Accuracy in Media

In memory of Reed Irvine, founder of Accuracy in Media, AIM is awarding its first annual Reed Irvine Investigative Journalism award to two of the bloggers responsible for exposing Rathergate?Dan Rather’s use of forged documents to smear President Bush. This episode was a milestone in the history of journalism.

Former CBS and current CNN executive Jonathan Klein derided the bloggers as people “sitting in his living room in his pajamas writing.” No matter what they wore, however, they did the research that Rather didn’t.  They made Rather, the “veteran” journalist, look like a fool.

One is an Atlanta lawyer, Harry MacDougald, who writes under the name “Buckhead” on FreeRepublic.com. He was the first to raise questions about the authenticity of the documents that CBS posted on its website the night of Dan Rather’s report on 60 Minutes Wednesday two months before the presidential election last year. From having read a manual explaining the computer program Microsoft Word shortly after it came out and was acquired by his law firm, he knew that the CBS documents couldn’t have been typed back in 1972, the year they were purported to have been written, because typewriters from that time weren’t capable of proportional spacing the way Microsoft Word does it automatically.

The other award winner is Paul Boley, an active Air Force officer from Montgomery, Alabama, who went by the handle “TankerKC.” He had the very first web-post attacking the memos while the 60 Minutes II program was still going on.

As AIM goes forward with our awards, there is some evidence that CBS may be coming to grips with the scandal. It’s about time.

Marcy McGinnis, CBS’s senior vice president for news coverage, recently spoke at McKendree College in Lebanon, Illinois. Her talk was entitled, “Can the News Really be Fair, Accurate and Objective?” Her answer is the same as ours: yes it can be, and it should be. But she is in the difficult position of having to defend CBS News in the aftermath of one of its more egregious scandals, Rathergate. Others call it Memogate.

The scandal at CBS involved the use of phony documents to make charges against President Bush regarding his Air National Guard service that were not only unsubstantiated, but contradicted by evidence and information known to CBS at the time.

McGinnis avoided the topic throughout her speech, but when asked during Q&A, she then addressed it. “It adversely affected CBS News as a whole,” McGinnis said. “It had a great impact on us. It’s never good when your credibility is challenged, and we defended the story too long. I had good friends fired over it, and even Dan took himself off because of it. To have something like that happen is devastating.”

McGinnis is a 35-year veteran at CBS and winner of multiple Emmy awards for news coverage. She knows how journalists should cover stories, and is clearly embarrassed by what happened. She calls the incident “an embarrassment for CBS News,” but pulls her punches when she said that Rather issued a statement apologizing for “a mistake in judgment.” She claims that changes have been made, presumably changes that would keep something like this from happening again.

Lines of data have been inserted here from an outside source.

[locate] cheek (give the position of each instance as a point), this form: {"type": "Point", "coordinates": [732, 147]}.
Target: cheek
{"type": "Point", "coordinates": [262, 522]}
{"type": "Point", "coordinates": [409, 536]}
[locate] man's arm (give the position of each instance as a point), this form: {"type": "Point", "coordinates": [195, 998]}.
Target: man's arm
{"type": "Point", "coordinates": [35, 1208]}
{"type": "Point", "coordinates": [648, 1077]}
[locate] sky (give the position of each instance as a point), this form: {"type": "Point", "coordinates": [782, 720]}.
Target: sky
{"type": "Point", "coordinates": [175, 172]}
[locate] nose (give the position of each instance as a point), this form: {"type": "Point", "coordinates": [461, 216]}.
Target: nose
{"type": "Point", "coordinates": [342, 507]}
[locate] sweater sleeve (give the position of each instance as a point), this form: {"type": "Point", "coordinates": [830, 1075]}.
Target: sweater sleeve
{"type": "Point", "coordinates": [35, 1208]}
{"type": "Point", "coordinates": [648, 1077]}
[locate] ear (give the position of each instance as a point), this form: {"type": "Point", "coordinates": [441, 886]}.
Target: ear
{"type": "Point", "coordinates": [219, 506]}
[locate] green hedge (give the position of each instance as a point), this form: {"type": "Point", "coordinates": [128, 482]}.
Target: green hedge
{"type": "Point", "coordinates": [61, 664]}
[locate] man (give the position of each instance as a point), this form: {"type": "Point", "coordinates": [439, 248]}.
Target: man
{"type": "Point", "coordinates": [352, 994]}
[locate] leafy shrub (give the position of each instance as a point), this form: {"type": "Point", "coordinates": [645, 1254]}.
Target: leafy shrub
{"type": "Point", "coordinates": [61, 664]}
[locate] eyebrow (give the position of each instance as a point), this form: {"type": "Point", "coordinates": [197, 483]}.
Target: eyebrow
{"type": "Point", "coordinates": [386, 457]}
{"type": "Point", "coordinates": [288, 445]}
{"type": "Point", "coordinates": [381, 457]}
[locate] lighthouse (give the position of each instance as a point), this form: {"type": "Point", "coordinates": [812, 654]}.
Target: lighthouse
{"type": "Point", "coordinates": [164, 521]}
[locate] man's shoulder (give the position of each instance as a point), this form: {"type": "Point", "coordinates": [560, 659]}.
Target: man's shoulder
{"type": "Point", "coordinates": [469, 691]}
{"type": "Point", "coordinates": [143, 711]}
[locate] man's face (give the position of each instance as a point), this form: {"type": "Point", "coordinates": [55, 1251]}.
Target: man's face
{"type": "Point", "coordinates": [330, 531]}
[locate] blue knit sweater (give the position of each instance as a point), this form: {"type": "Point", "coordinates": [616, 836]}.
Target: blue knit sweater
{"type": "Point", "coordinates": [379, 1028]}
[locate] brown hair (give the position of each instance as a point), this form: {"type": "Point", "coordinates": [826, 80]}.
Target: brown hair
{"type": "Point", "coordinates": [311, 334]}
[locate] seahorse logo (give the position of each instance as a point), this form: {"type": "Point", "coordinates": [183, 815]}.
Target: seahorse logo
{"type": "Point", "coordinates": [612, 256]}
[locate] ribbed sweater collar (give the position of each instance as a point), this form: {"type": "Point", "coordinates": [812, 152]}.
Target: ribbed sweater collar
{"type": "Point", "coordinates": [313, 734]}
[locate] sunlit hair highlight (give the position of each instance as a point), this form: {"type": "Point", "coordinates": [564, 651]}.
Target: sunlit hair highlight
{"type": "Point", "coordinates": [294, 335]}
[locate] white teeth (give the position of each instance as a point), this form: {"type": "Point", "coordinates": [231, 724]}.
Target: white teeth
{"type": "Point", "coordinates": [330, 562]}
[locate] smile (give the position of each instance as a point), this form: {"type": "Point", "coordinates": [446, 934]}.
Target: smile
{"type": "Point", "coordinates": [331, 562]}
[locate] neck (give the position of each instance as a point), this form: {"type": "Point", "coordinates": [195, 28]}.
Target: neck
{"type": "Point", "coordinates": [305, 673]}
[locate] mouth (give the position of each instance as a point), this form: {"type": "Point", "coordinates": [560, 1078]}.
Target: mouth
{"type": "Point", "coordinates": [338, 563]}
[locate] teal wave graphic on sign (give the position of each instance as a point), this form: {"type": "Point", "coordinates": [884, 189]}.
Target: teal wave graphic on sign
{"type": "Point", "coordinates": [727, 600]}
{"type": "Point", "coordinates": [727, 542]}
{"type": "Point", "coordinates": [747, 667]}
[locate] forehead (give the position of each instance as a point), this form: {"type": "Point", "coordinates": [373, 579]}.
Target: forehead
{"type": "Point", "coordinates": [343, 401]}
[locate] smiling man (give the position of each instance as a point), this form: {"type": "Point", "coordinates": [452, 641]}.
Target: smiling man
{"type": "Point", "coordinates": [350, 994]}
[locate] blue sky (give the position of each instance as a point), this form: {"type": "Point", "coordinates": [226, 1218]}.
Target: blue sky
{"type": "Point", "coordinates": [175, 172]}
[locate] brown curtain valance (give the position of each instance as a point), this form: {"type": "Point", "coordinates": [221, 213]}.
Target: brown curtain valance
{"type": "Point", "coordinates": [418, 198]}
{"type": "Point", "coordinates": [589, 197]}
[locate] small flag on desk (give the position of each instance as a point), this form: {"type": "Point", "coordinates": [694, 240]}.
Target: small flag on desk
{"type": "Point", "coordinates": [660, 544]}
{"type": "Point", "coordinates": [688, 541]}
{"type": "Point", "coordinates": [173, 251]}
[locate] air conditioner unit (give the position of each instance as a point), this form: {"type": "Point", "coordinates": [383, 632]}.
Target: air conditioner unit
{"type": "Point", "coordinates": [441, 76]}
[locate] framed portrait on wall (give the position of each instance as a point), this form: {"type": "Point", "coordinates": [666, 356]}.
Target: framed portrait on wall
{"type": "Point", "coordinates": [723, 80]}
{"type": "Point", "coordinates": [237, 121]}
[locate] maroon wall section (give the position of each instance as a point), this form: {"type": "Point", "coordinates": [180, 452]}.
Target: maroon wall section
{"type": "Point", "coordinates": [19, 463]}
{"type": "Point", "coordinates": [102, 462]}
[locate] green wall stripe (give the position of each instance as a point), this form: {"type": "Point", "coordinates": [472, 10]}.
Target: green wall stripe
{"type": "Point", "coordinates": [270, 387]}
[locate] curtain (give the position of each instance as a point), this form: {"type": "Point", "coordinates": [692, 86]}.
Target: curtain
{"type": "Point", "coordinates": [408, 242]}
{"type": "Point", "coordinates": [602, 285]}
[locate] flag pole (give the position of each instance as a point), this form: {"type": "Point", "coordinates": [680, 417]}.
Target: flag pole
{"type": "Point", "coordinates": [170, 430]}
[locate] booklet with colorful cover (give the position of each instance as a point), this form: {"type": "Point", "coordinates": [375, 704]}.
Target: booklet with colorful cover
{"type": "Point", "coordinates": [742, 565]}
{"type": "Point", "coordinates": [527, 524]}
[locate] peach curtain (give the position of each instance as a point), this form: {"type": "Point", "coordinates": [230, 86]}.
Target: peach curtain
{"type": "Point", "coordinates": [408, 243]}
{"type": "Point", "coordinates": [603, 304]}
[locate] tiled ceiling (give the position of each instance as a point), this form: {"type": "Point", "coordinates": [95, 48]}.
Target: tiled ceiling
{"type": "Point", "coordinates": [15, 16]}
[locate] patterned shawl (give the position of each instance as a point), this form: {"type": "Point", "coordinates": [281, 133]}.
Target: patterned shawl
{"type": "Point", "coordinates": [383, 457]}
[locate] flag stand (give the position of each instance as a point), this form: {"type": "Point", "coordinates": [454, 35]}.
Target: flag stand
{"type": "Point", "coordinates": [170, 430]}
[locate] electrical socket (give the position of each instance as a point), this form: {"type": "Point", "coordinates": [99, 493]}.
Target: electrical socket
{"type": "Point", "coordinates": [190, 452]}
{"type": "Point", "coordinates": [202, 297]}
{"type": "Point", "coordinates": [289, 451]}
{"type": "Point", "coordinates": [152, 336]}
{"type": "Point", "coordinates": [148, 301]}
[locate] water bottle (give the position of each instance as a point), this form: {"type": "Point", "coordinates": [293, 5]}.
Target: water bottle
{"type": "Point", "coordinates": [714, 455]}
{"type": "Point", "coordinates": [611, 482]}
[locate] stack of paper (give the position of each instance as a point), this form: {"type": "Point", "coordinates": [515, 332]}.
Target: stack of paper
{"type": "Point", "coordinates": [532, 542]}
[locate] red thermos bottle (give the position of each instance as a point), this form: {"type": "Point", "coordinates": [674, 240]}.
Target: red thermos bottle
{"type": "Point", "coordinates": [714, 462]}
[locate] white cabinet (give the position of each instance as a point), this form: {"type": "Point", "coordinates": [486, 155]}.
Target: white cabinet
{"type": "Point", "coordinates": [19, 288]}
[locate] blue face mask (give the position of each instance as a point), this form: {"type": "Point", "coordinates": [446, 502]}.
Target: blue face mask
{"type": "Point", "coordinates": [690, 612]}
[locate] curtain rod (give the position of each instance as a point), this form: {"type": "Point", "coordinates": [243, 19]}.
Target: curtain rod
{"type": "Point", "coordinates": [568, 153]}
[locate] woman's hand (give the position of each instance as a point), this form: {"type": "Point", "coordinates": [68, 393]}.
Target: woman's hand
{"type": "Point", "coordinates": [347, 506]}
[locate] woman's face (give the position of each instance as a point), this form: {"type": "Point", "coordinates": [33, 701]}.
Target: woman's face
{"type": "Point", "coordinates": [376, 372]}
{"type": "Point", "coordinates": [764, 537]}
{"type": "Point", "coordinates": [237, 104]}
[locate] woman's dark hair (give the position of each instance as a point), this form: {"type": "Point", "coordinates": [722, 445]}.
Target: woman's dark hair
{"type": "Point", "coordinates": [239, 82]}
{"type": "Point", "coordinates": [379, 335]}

The St. Clair County Journal and the Belleville News Democrat are the only papers that covered McGinnis’s speech, and the St. Louis Post Dispatch carried the Journal’s story on its website. But it deserves much wider attention. McGinnis offered other words of wisdom. She said that “Journalists must follow three traits: Be fair?be even handed to all parties; be accurate?hit the mark every time?and lastly, be objective?they must report from an unbiased viewpoint. If we as journalists keep these three ideals in mind when reporting, we can deliver unbiased news.”

McGinnis said her job is to pay “really close attention” to the news and to care about it. She said that “accurate and objective are not interchangeable but are interdependent.” And most importantly, she said that “Accuracy must come first. Fair and objective will flow outward from that.”

That was the message of AIM founder Reed Irvine. It’s too bad that Dan Rather didn’t take it to heart. Reed finished his time on earth with his head held high, a man of principle who told the truth. Rather is slinking away in disgrace.